The GMAT is the standard examination used for admissions to top business programs around the world. A strong GMAT score is a direct indication to top business schools that you have the analytical and reasoning skills to be successful at a top MBA program. While there are also MBA programs around the world that do not require the GMAT score as an admissions criterion, they are, almost without exception, not top-ranked programs. 

Analytical Writing Section Intergrated Reasoning Quantitative Reasoning Verbal Reasoning
1 Topic - 30 minutes 12 Questions - 30 minutes 31 Questions - 62 minutes 36 Questions - 65 Minutes
Analysis of argument (Essay) Table analysis, Two-part analysis multiple-source reasoning Graphics interpretation Data Sufficiency Problem solving Reading unseen passages Sentences correction Critical reasoning

The GMAT has four sections:

  1. Quantitative Reasoning: This involves the application of numerical and algebraic concepts to specific objective-type problems. Some advanced concepts, such as Probability, Permutations & Combinations, and Statistics, are tested too. There are two questions types - problem solving and data sufficiency. Overall, the Quantitative Reasoning section has 31 sections to be answered in 62 minutes.
  2. Verbal Reasoning: The Verbal Reasoning section has 36 questions to be answered in 65 minutes. It has three sub-sections: The first is a Reading Comprehension. You need to read a passage, and answer questions based on it. The passages can be challenging, though, as they are drawn from areas as diverse as science, humanities, business reports, or even biographies. The second sub-section deals with Sentence Correction. You are given a sentence, which may not necessarily be grammatically correct, and choose the option which makes it so. The third sub-section within Verbal Reasoning deals with Critical Reasoning - given a logical argument, you are asked to choose the option that best highlights the argument underlying it. 
  3. Analytical Writing Assessment (AWA): This section tests your ability to analyze the reasoning that underlies a given situation, and then write a short critique of it, highlighting logical gaps and possible points of improvement. In 30 minutes, you will need to understand, plan, and type out your response to the given prompt.
  4. Integrated Reasoning (IR): Modern business needs managers to interpret data and charts, and this section tests exactly this ability. Interpreting charts, combining numbers from different sources to reach a conclusion, and making sense of data in tables, are examples of the kinds of problems you will come across in this section. With 12 questions to be answered in 30 minutes, this section also includes an on-screen calculator to help you focus on the analysis, and not waste time on the computations.

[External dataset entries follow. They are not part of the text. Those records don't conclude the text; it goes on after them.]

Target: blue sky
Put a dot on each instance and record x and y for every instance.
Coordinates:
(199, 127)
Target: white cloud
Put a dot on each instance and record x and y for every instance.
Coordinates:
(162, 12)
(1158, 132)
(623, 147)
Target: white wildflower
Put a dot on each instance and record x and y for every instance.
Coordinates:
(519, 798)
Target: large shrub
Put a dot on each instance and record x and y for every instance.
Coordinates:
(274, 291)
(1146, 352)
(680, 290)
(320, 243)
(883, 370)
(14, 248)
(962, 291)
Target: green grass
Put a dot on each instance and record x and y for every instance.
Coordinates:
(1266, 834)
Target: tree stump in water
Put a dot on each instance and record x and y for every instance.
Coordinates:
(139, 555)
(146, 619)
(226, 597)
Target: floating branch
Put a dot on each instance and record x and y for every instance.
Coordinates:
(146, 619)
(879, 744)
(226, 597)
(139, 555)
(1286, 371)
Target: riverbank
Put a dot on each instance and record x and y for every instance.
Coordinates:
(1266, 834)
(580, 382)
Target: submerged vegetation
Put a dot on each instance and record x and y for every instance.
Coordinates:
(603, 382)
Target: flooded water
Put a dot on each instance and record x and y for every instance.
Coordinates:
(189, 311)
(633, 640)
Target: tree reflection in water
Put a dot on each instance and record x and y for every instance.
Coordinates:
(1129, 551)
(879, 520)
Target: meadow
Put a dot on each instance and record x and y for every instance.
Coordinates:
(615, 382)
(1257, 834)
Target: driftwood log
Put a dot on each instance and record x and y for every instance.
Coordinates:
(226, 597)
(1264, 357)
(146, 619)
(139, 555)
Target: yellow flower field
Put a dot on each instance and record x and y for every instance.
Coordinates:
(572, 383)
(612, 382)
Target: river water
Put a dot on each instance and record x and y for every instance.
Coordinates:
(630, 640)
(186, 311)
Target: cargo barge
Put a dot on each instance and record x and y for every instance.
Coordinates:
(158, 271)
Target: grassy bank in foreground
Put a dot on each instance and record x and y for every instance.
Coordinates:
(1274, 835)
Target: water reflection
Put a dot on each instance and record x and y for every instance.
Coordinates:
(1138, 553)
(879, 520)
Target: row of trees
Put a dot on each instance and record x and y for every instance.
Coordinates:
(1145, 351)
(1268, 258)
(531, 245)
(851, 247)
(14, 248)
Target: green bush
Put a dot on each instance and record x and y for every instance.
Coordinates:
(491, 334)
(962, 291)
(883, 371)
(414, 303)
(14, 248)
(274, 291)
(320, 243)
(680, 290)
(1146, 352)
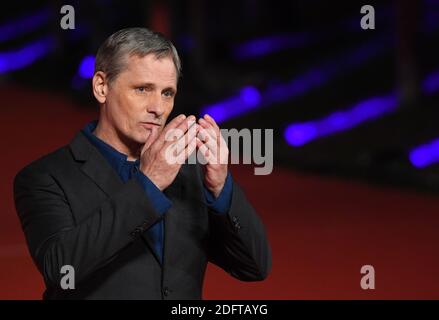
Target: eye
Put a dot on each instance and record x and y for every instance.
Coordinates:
(168, 94)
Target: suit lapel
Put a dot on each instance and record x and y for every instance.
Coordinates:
(103, 175)
(95, 166)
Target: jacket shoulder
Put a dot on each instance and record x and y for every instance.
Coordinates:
(46, 164)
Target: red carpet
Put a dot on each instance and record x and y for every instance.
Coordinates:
(321, 230)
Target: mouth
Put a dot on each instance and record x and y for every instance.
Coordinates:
(150, 125)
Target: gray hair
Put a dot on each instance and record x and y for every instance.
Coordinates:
(111, 55)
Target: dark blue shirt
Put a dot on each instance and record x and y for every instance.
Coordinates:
(130, 170)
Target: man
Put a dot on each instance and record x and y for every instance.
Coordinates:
(111, 206)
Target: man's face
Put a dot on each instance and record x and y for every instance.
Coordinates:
(141, 97)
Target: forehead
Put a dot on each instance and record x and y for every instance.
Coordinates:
(150, 69)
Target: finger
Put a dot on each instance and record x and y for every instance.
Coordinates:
(205, 152)
(210, 129)
(153, 135)
(174, 134)
(208, 140)
(188, 150)
(173, 124)
(211, 121)
(183, 141)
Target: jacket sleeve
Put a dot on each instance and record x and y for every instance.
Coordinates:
(55, 239)
(237, 240)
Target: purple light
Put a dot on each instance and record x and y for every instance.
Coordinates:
(431, 83)
(267, 45)
(24, 24)
(250, 99)
(86, 67)
(14, 60)
(425, 155)
(298, 134)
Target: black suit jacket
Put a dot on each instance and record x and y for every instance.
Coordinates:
(76, 211)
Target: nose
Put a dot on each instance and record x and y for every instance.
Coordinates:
(155, 105)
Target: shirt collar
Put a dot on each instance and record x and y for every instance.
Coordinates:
(116, 158)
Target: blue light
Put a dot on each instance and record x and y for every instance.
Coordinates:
(251, 99)
(14, 60)
(298, 134)
(270, 44)
(431, 83)
(86, 67)
(26, 24)
(250, 96)
(425, 155)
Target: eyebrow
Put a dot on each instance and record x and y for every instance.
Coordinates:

The GMAT practically takes closer to 3½ hours, including breaks.

How is the GMAT scored? 
Different sections on the GMAT are scored on different scales, but the part that matters most is the consolidated score on the Verbal and Quantitative sections, which combine to give you an overall score of 200-800 in 10-point increments.

What score should you target?
A higher GMAT score enhances your chances of making it to a top school. GMAT scores for the current class at the Wharton School and Stanford Graduate School of Business, two of the world's most prestigious MBA programs, are 732 each. While even lower scores can sometimes get applicants into top programs, a good target to aim at as a benchmark is a minimum of 700.